When we transform assets in order to retire some of the technical debt they carry, service disruptions are sometimes necessary. To minimize service disruptions while technical debt retirement efforts are underway, it’s advantageous to automate some procedures. Automation-assisted technical debt retirement provides two important benefits: limited disruption of operations and error avoidance.
I’m using the concept of automation a bit loosely here. I don’t mean to imply that these procedures are autonomous. What I mean is that engineers working on technical debt retirement projects have available an array of tools wide enough to enable them to perform many operations with a minimum of thought. For example, when a test is automated in this sense of automated, an engineer can issue a command such as, “Test Module Alpha Using Test Suite Delta,” which results in the execution of a set of predefined tests. Following execution, the appropriate engineers are notified of the results, and the results are recorded in the proper places. If the results are anomalous, engineers can then take appropriate action.
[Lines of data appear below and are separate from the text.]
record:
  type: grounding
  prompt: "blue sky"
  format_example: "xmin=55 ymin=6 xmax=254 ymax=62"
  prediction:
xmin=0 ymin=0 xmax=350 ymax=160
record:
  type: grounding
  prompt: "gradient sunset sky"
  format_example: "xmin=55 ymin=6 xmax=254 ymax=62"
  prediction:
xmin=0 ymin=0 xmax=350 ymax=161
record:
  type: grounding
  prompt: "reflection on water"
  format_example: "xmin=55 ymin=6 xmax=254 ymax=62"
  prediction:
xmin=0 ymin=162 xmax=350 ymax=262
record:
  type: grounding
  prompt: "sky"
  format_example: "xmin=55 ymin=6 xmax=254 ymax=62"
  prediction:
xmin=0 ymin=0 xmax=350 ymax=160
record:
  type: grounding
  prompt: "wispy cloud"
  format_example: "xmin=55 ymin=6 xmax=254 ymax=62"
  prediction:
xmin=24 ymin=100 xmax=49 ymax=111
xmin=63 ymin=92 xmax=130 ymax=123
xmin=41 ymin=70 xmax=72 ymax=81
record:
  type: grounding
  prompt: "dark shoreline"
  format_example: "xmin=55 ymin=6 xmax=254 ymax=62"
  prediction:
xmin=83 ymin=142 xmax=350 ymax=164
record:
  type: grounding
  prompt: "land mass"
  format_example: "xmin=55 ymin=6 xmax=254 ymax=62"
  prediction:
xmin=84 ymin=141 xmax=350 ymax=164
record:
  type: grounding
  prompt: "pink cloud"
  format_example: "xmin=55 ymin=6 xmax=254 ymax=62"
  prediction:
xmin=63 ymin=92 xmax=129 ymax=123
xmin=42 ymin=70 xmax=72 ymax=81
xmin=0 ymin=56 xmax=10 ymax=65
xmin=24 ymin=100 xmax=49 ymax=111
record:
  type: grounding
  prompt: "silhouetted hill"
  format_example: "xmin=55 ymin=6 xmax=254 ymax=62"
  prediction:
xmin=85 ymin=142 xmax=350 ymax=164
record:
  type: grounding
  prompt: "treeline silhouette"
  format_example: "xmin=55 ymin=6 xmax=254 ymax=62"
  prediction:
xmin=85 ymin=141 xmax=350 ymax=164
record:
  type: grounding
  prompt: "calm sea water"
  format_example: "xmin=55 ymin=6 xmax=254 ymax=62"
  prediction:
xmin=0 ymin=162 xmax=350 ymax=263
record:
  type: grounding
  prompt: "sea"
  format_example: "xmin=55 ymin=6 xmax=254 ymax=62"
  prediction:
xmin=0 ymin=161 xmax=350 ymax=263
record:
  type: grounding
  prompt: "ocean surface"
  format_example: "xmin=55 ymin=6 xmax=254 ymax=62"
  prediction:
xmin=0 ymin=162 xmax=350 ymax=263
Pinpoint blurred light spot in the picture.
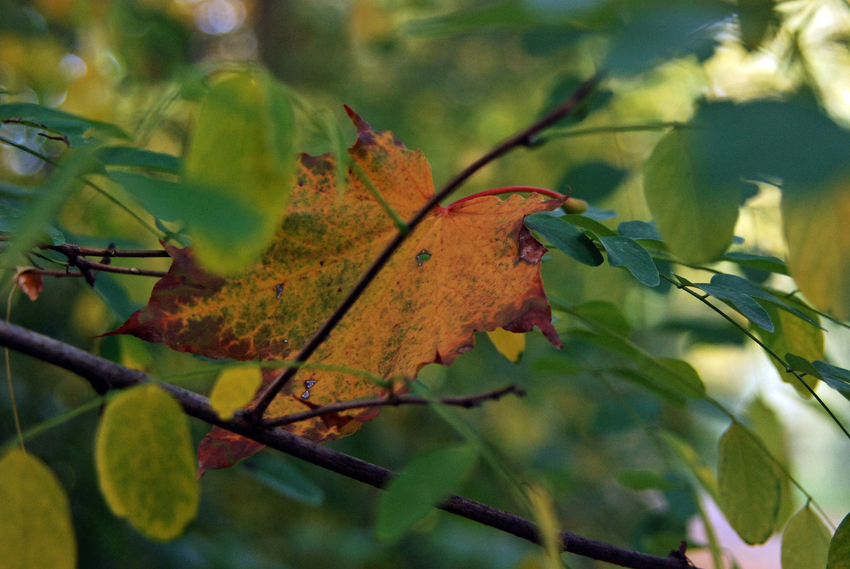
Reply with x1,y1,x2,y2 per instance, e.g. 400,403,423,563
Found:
195,0,245,35
59,53,88,81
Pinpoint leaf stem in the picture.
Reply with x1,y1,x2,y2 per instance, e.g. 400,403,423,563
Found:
251,75,600,424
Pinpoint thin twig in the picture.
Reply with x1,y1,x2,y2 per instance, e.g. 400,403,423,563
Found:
251,75,600,424
0,321,694,569
263,385,525,427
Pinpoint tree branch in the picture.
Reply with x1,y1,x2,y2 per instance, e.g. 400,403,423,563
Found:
263,385,525,427
0,321,694,569
251,75,600,424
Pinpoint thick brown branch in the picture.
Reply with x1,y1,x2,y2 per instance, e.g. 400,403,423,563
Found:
252,76,599,424
0,321,694,569
263,385,525,427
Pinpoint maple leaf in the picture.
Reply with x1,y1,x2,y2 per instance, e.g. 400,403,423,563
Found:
113,108,566,468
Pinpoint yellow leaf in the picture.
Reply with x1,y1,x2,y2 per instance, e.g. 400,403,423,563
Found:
95,384,200,540
487,328,525,363
0,450,77,569
210,366,263,420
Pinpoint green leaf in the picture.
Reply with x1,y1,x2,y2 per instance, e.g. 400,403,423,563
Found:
523,213,603,267
826,514,850,569
660,431,720,503
375,444,478,541
210,366,263,421
185,70,295,274
717,422,781,545
695,283,774,332
814,361,850,399
108,172,264,240
95,384,200,540
0,149,98,272
599,236,661,287
759,306,824,398
96,146,183,174
239,452,325,506
0,103,130,146
782,505,832,569
614,470,674,490
644,129,741,263
0,449,77,569
722,252,788,275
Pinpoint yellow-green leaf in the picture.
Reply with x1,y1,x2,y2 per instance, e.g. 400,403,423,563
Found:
185,69,295,274
758,304,824,398
95,384,200,540
644,129,740,263
210,366,263,420
782,505,832,569
826,514,850,569
782,184,850,320
717,423,781,545
487,328,525,363
0,450,77,569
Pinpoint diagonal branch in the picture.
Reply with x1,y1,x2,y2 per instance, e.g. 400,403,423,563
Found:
251,75,600,424
263,385,525,427
0,321,694,569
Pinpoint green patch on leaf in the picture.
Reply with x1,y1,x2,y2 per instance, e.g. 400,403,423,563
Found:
375,444,478,541
95,384,200,540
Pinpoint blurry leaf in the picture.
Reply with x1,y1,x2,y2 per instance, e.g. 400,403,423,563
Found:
0,103,130,146
556,162,628,203
487,328,525,363
717,422,782,545
695,283,774,332
523,213,603,267
828,514,850,569
525,485,564,569
561,213,616,237
814,361,850,399
722,252,788,275
617,220,661,241
745,397,794,531
210,366,263,421
573,300,632,336
660,431,720,504
738,0,786,51
0,449,77,569
0,149,97,272
614,470,674,491
604,2,731,75
711,274,820,327
108,172,263,237
375,444,478,541
599,236,661,287
95,146,182,174
782,183,850,320
644,129,740,263
95,384,200,540
240,452,325,507
759,306,824,398
185,70,295,274
782,505,832,569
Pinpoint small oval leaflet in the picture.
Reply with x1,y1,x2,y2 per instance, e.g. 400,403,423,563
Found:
95,384,200,540
0,449,77,569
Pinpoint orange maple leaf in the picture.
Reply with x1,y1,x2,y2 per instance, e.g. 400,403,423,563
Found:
114,110,566,468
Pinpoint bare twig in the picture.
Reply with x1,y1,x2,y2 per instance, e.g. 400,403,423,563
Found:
251,75,600,424
263,385,525,427
0,321,694,569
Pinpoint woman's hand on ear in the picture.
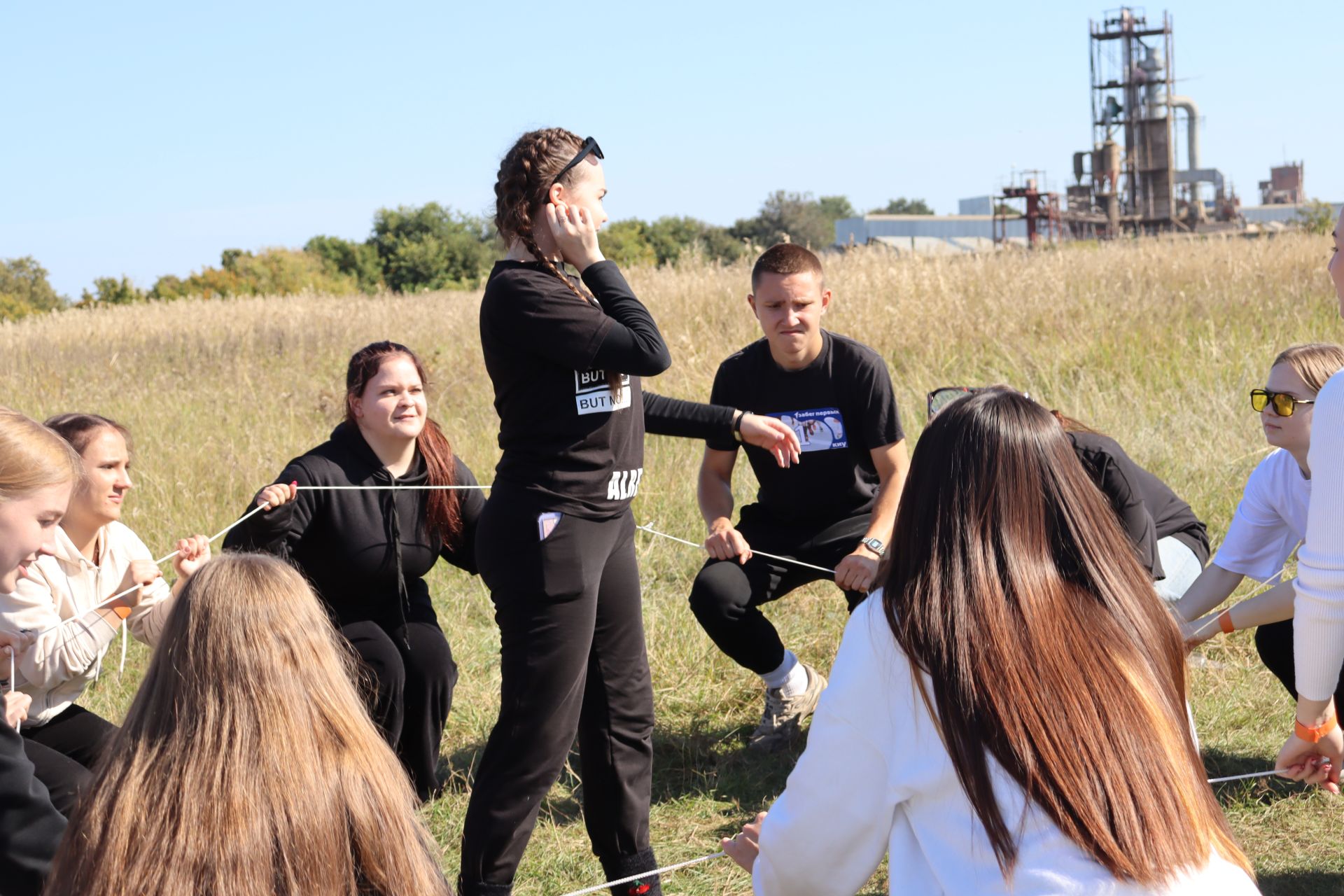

Benefits of automation-assisted technical debt retirement
The I-35W Bridge collapse, day 4, Minneapolis, Minnesota, August 5, 2007. The proximate cause of the collapse was underweight gusset plate design, which made the bridge vulnerable to the increased static load due to concrete road surfacing additions over the years, and to the weight of construction equipment and supplies during a repair project that was then underway [NTSB 2008]. When we conduct maintenance or technical debt retirement projects involving assets that must remain operational during project execution, we risk stressing the asset in ways that extend beyond its safe operation envelope. The National Transportation Safety Board found that this occurred in the case of the I-35W bridge collapse. These effects are more difficult to imagine in software systems, but they can occur when load is shifted from the systems undergoing modification to other systems that can then become overloaded. Or these effects can occur when load is shifted not from one asset to another, but from one time window to another on the same asset, resulting in high loads in some time windows. Photo by Kevin Rofidal, United States Coast Guard, courtesy Wikimedia Commons.The more obvious benefit of automated procedures is speed. For example, an asset removed from service for testing can be returned to service more quickly if the testing is automated. And if trouble erupts during operations when a newly transformed asset is placed into service, the untransformed asset can be swapped back into its place quickly if insertion procedures and removal procedures (roll-out and roll-back) are automated. Tools for releasing newly transformed assets, and rolling back to the previous release if necessary, provide another example of automation assist. These tools are just a few of the many elements of a set of practices collectively known as continuous delivery [Humble 2010].
The second benefit of this kind of automation is error avoidance. For example, inconsistent or incomplete testing can fail to find errors and defects, and that leads to rework and further disruptions. Another way to generate trouble: performing tests incorrectly, and therefore finding “defects” that aren’t there. Automated procedures are much less prone to error, if they’re periodically maintained, tested, and certified. For example, if testing a module at a certain level requires running a suite of tests, engineers needn’t remember (or take time to look up) how to prepare the asset for tests, how to run the tests, or what the members of the test suite are. Long advocated as an essential element of sound engineering practice, test automation can avoid some of these problems. But it’s far short of a panacea [Bach 1999].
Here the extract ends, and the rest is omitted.